Working as a hired gun for an oil drilling company, Ottway is done. Barely out of the starting gates, he concedes defeat, as he beckons his rifle off his shoulder and into his mouth. It’s the belligerent environment that is taking its toll on all of the workers; the criminals, the loners and the outcasts, desperate enough to work in these conditions.
On a flight to a new drilling location, the plane goes off course and crashes into the Alaskan wild. Few survivors emerge from the crash, and led by survival expert Ottway, go about finding a way to survive. But it’s not only the elements they need to watch out for.
It’s the wolves that provide a constant threat to the survivors; watching them; following them; hunting them. It’s quite easy to condemn them to antagonist roles, despite the fact that this is their home. Sure, The Grey’s wolves may be slightly more sinister than their real life counterparts, but they’re still animals, caring for their young and homes. And Ottway knows this, which is why they need to try and avoid the den.
And so begins an hours bizarre storytelling. The film never really settles on what it wants to be. It’s not a gore-fest, nor is it a tale of mans dominance over nature. It’s a story of religion; of companionship; of determination in the face of failure. It’s a story that boasts of these things, yet shows their holdback. They are there, and offer as much comfort as you want their comfort. They’re not an ailment, but an ideology. They’re not shown as failures, nor as successes; sort of in the middle. Grey.
The Grey is fast, tense and scary. The pacing doesn’t radically change throughout, and there’s never a time when you want things to hurry up. It’s not really a horror film, but contains enough of an inflamed atmosphere that you’ll forever be wondering where the next surprise will come from. There are moments that’ll throw you out of your seat, much like Paranormal Activity or The Descent. It’s a culmination of covert techniques that work wonderfully whilst not detracting from what the film is trying to be; a character-driven story.
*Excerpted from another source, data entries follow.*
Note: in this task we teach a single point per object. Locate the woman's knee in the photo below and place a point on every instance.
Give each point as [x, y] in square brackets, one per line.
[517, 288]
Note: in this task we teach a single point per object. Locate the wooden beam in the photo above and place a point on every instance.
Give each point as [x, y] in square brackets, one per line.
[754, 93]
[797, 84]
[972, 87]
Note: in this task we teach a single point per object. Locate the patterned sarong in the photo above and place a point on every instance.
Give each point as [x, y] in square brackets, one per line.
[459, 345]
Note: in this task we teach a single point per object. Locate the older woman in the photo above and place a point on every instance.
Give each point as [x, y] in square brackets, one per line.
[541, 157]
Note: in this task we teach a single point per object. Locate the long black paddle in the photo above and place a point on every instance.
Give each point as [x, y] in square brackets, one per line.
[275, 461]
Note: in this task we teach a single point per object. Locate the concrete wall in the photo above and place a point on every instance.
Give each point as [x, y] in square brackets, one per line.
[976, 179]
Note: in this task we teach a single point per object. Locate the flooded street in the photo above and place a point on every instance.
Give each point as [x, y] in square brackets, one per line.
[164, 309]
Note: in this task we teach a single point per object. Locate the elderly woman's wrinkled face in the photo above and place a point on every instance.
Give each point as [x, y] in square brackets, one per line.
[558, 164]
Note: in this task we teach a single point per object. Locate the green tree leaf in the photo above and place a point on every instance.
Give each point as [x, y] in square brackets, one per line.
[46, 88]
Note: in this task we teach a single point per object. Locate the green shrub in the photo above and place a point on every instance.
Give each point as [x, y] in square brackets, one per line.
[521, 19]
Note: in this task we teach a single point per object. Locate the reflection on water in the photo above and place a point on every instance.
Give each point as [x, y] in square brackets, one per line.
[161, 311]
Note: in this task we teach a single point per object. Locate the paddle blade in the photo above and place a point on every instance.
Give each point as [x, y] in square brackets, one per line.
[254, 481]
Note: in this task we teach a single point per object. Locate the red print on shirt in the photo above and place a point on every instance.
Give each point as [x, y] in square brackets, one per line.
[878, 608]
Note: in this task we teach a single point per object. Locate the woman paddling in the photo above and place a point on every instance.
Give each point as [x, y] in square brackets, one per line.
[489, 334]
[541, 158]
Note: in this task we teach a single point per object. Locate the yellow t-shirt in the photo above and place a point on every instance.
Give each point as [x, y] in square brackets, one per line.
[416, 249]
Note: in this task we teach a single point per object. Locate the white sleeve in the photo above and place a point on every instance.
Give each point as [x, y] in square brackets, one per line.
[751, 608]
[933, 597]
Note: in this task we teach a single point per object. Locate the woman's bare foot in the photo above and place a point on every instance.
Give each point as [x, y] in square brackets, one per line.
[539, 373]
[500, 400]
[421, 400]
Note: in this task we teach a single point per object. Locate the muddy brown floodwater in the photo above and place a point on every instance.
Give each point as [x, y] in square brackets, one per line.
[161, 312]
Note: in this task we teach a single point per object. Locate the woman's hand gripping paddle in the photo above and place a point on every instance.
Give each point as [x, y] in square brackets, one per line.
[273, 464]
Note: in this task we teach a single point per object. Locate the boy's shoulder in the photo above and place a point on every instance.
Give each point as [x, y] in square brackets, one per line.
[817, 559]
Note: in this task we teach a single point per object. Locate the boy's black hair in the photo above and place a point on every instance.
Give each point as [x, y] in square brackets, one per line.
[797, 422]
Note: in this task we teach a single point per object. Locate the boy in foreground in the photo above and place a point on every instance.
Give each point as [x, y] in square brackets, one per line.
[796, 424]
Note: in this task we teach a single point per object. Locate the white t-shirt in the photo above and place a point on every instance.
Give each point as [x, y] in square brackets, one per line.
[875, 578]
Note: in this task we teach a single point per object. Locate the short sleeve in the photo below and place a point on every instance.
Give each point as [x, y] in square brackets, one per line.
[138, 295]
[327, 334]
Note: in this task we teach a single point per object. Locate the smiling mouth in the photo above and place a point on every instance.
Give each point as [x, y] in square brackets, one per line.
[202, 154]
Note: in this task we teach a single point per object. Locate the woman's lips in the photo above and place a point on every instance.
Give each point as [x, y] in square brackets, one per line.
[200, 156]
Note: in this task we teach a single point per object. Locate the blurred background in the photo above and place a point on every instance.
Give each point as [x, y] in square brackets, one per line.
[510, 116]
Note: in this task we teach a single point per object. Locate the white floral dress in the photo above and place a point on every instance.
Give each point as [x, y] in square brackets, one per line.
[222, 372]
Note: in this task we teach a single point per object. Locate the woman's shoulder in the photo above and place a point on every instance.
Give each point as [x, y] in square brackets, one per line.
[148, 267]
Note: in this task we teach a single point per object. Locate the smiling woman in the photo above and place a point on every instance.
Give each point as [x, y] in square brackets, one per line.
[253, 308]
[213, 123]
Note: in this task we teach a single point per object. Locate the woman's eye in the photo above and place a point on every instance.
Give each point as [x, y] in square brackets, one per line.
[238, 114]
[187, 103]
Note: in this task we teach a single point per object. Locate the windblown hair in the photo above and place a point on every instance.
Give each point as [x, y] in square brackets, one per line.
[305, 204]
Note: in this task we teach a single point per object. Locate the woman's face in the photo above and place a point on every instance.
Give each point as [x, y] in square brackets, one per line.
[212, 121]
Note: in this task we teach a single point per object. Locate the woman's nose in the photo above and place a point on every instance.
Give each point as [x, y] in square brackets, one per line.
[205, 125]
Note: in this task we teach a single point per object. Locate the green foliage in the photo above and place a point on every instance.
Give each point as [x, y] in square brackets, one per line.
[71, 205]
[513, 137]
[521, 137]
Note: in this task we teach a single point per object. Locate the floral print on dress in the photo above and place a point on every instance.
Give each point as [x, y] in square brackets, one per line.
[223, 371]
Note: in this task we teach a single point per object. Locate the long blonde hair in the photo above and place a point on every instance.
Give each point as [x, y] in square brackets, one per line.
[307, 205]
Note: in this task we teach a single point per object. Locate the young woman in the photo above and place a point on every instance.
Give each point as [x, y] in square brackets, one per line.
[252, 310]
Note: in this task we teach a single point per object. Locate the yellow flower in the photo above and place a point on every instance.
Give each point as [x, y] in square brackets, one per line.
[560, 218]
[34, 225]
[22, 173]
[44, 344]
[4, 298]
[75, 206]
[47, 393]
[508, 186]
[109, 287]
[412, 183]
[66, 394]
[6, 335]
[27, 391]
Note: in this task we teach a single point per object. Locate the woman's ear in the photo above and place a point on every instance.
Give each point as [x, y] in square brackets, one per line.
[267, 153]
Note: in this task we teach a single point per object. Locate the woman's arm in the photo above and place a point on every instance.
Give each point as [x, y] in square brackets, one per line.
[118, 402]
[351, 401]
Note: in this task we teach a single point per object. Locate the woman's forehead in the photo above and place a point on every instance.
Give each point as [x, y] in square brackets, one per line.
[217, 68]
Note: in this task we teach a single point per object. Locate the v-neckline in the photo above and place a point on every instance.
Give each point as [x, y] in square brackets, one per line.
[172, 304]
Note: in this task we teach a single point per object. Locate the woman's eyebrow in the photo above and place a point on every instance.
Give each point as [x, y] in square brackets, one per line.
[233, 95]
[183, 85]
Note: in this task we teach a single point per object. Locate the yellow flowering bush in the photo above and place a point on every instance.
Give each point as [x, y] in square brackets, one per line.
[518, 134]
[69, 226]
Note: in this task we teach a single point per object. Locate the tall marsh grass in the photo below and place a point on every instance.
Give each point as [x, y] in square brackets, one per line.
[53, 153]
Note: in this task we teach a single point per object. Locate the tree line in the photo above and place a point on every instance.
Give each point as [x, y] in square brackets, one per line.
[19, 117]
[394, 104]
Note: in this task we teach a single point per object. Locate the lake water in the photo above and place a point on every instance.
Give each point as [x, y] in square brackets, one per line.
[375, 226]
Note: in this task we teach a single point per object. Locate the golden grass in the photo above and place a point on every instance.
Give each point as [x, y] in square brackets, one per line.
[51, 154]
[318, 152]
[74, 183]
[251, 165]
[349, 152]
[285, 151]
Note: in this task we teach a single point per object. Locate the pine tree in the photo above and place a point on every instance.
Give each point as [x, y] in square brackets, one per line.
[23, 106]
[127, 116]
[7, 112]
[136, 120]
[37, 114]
Ottway has received all of the mention so far, despite being one of seven survivors. The sad reality is, the other characters are forgettable and disposable. We barely have any connection to the characters, who we vaguely differentiate as ‘the one with glasses’ or ‘the douchebag’. These stereotypes simply serve as the further differentiation between ‘people who aren’t Liam Neeson’ and Liam Neeson. Because we simply don’t care about them. Sure, our focus is and should be on John Ottway, but there is so little connection with the other characters that you don’t even remember their names when they die. It’s a disappointment that the only time a non-Neeson character gets near to becoming appreciated is when Talget is reminiscing about his time with his daughter. Then, his story is finished so quickly we don’t even have time to contemplate whether we want him to survive or not. We simply watch anytime one of these ‘secondary characters’ dies, when we should be supporting them, rather than disinterested in their fates.
But, this is John’s story, and John is human. Whenever he’s asleep or lost in thought, we are thrown into an alternative environment with him and his partner in bed. As a lingering plot-hole, it drifts in and out of John’s consciousness, never outstaying its welcome and giving a human insight into a character that wants to fight a pack of wolves head-on. It brings a sense of human emotion to a character and scenario in foreign circumstances, impossible to comprehend for an audience of city-captive drones. We work. We eat. We sleep. We say we survive, but we never really have anything more hazardous than a common cold to overpower. There are real people out there, perhaps not in as malevolent or melodramatic circumstances as The Grey pursues, but certainly in a more danger-centric world than our own, and this brings our worlds closer together.
This isn’t just a gritty Dog Soldiers, but a story of motivation; of overcoming personal loss; of finding the road in the darkness. This is Liam Neeson’s story, both fictitiously and genuinely, as we watch one man’s struggle to overcome everything the world throws at him, and everything that he has thrown at him on the inside. If only the other characters were represented like this, we’d have had the film that Lost spent over a hundred hours trying to be.
Summary: Liam Neeson versus a pack of wolves makes for one of the most satisfying films of the year, and one that offers a little more bite than you would expect. Not since Darth Maul has his nemesis been so intimidating.